Io come cantante non ho questo tipo di esperienza… non sono amato da così tante persone. Diciamo che il mio viaggio artistico si snoda attraverso una serie di culture musicali diverse ed io.. è come se fossi un colore dentro queste culture, però non sono un elemento centrale di nessuna di esse. Da un certo punto di vista è come se Battiato esprimesse ciò che c’è di più prezioso nel cuore della gente, e lui stesso è come se fosse il cuore, il tesoro della sua nazione. Il mio è invece il ruolo dell’outsider…

Ma c’è una grande profondità anche nel suo pensiero…

Io mi sto sempre più concentrando sulla natura. Quello che siamo noi come specie rispetto alla natura… E anche in quanto transgender, io concentro in modo particolare la mia attenzione sulla possibilità di riottenere quanto di più profondo e primigenio c’è nella mia anima: arrivare a un livello di maggiore consapevolezza o trovare muovi modi di capire le cose, trovare i valori della vita. Mi è stato insegnato, per esempio, che dell’anima fa parte anche il tuo modo di comportarti e, da cattolico, mi è stato insegnato che si sta qui sulla terrà solo per un breve lasso di tempo e poi, se fai il bravo, vai in paradiso. Ma io come transgender non sarei stato tra le persone che potranno entrare in paradiso. Ero giovanissimo e da allora ho dovuto cominciare un viaggio lunghissimo: capire cosa pensassi davvero del paradiso e cosa mi sarebbe successo se avessi deciso di non accettare più i dogmi della dottrina. Ho dovuto quindi iniziare a forgiare le mie idee, le mie convinzioni su ciò che per me sarebbe stato il mio mondo fisico e il mio mondo spirituale. E ho iniziato pensare soluzioni a ciò che, oggi, emerge in modo eclatante: che noi abbiamo una vita limitatissima su questo pianeta e il nostro comportamento è simile a quello dei virus: consumiamo la terra, non rispettiamo la biodiversità in modo indiscriminato e distruggiamo l’equilibrio di casa nostra… del luogo in cui viviamo.

Per questo pensa che il futuro del mondo debba essere “femminile”?

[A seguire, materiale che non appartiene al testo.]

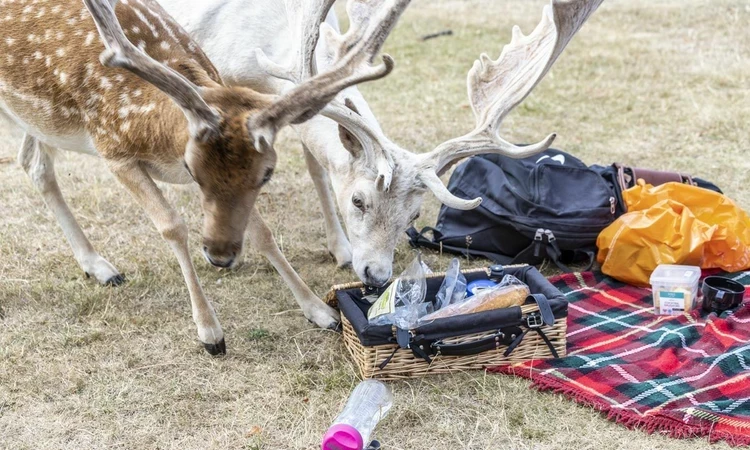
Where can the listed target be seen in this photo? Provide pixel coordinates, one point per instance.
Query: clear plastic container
(675, 289)
(368, 404)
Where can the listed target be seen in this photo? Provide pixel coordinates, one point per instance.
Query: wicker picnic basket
(449, 349)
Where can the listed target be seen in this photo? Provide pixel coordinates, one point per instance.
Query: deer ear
(348, 140)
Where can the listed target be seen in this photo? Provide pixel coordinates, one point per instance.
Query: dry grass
(662, 84)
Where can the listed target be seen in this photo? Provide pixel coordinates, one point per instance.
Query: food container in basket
(535, 330)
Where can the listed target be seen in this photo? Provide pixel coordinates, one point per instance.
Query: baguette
(497, 298)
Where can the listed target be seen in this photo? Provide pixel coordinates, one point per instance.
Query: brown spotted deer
(156, 109)
(378, 185)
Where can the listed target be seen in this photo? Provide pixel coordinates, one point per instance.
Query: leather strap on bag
(627, 177)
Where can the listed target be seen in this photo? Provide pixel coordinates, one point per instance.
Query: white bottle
(367, 405)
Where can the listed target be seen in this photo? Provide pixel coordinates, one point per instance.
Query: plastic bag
(674, 224)
(453, 289)
(403, 303)
(509, 292)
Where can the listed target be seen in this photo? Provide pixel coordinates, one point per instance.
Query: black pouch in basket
(510, 325)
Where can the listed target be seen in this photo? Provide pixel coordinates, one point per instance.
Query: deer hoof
(216, 349)
(115, 280)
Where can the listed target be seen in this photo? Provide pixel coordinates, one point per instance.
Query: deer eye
(188, 169)
(267, 176)
(358, 202)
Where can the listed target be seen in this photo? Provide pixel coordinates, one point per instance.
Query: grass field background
(663, 84)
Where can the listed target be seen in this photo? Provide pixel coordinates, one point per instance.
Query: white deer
(378, 185)
(159, 110)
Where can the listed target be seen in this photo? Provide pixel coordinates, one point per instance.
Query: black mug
(721, 294)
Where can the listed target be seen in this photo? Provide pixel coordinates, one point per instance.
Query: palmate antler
(496, 87)
(349, 61)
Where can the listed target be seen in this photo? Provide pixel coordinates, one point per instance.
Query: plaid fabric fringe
(686, 376)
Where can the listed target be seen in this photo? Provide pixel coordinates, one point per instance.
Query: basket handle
(502, 338)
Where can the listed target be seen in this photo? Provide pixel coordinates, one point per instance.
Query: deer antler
(121, 53)
(350, 62)
(496, 87)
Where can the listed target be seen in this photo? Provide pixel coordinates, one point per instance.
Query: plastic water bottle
(367, 405)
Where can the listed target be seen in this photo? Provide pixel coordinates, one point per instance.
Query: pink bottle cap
(342, 437)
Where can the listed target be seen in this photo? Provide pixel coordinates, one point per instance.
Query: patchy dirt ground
(662, 84)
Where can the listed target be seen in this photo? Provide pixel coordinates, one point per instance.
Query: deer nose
(373, 279)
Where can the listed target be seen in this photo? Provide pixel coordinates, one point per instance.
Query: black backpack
(548, 206)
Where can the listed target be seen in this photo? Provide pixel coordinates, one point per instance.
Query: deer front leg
(315, 310)
(338, 244)
(38, 161)
(174, 231)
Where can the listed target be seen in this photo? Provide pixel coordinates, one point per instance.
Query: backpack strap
(535, 253)
(418, 239)
(554, 254)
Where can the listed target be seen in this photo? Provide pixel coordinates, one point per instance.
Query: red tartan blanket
(686, 376)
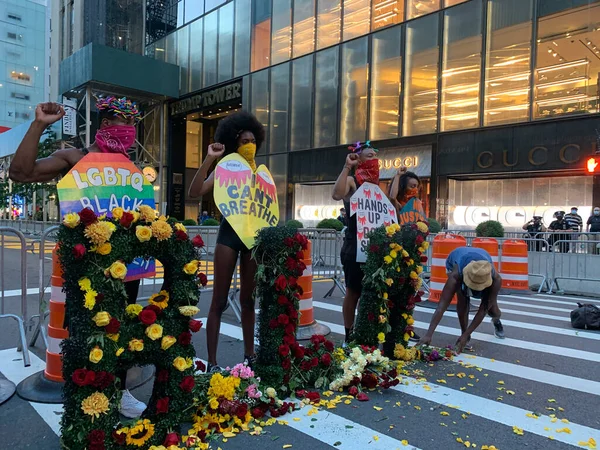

Si, è la mia speranza. Abbiamo creato un sistema dove è il maschio che governa il mondo, ma è un sistema che si rifà alla notte dei tempi, un sistema nel quale si chiedeva ai propri figli di proteggerci dai mali del mondo, di farci sopravvivere da vecchi, mentre il ruolo delle donne era quello di avere e crescere i figli, di creare uno spazio quasi sacro intorno a se stesse, mentre l’uomo aveva il compito di uscire da questo spazio per proteggere, per procurare sostentamento per tutti e per combattere contro le tribù vicine o per cacciare. I nostri mariti, i nostri fratelli, i nostri figli hanno agito in modo talmente “nobile” per migliaia d’anni da garantire la sopravvivenza, la sopravvivenza della specie. Ma adesso sono gli strumenti impiegati dall’uomo dall’età preistorica in poi che ci proteggono. Quei valori che noi abbiamo creato come specie e che ci hanno permesso di sopravvivere in un clima di ostilità adesso sono gli stessi valori che minacciano la nostra sopravvivenza.

Cosa c’è nel futuro della sua musica?

Oggi, per me è inverno… vedremo cosa accadrà. Di certo so che stasera canterò “You were my sister” con il piano e l’orchestra sinfonica. Un pezzo molto rappresentativo del mio modo di sentire, oggi.